From the Libre View database, data were recorded regarding the previous 14 days as follows: mean glucose, TIR 3.9-9.9 mmol/l, time above range (TAR) > 9.9 mmol/l and TBR < 3.9 mmol/l.

Statistical analysis

Statistical analyses included descriptive statistics. Data are presented as mean ± standard deviation (SD) and percentage. Differences between groups were analysed by unpaired t-test or Welch’s test if the distribution was non-parametric. The level of significance was two-sided, p < 0.05. SPSS (IBM SPSS Statistics) version 26 was used.

Trial registration: not relevant. In accordance with Danish regulations for quality improvement projects, this study was approved by the Hospital Management at the Centre for Cancer and Organ Diseases, Copenhagen University Hospital, Rigshospitalet, Denmark.

Results

From January 2018 to December 2019, a total of 89 patients underwent TP. Among these, 30 were alive and were followed at our clinic. These were included as a reference group.

A total of 80 patients underwent TP between January 2020 and December 2021. During this period, 19 patients died. In another 21 patients, data were insufficient or the patient did not want isCGM. Thus, 40 isCGM users were included (Figure 1).

The two cohorts were similar in age, sex distribution and weight both before and immediately after TP (Table 1). There were fewer with a cancer diagnosis in the reference group (53%) than in the groups using isCGM (80%).
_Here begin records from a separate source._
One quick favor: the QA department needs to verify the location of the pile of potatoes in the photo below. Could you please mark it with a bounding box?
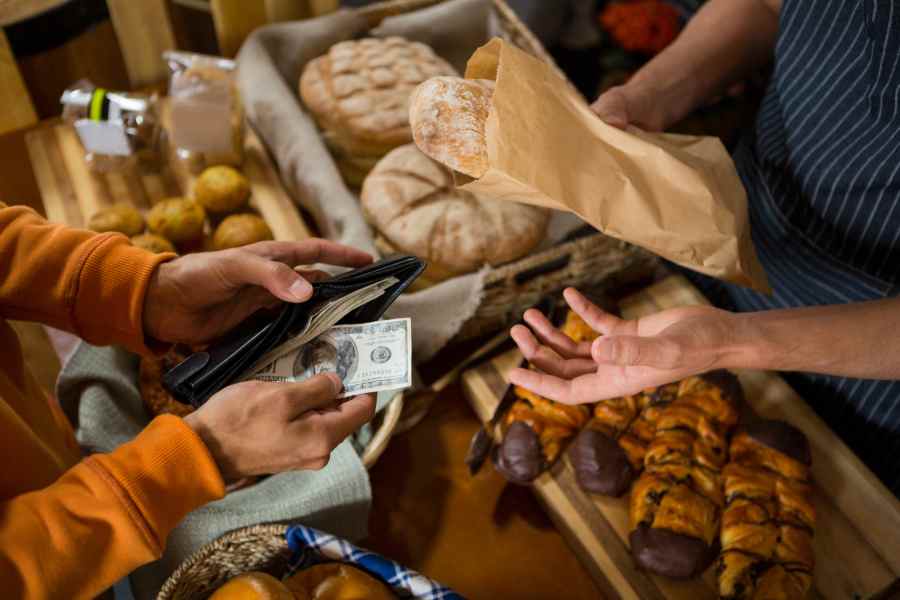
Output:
[88,166,273,253]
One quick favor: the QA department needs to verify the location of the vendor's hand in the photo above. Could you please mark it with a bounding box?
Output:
[510,288,740,404]
[184,373,375,482]
[144,239,372,344]
[591,84,665,131]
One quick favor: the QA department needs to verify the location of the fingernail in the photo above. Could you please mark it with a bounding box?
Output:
[325,373,344,394]
[288,277,312,302]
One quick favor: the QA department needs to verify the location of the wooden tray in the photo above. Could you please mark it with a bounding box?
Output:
[25,105,312,240]
[463,276,900,600]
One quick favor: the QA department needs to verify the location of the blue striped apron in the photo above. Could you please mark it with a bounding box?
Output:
[692,0,900,494]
The total dosages of basal insulin detemir increased from 0.2 IU/kg/day (95% confidence interval (CI): 0.09-0.32 0.2 IU/kg/day) at discharge to 0.4 IU/kg/day (95% CI: 0.28-0.63 IU/kg/day) at 12 months, mainly due to an increase in the morning dosage, with no differences between the two groups (Figure 2 A).

Dosages of total daily mealtime insulin per kg increased in both groups from an average of 0.1 IU/kg/day at discharge to 0.2 IU/kg/ day after 12 months. There were no differences between the two groups (Figure 2 B).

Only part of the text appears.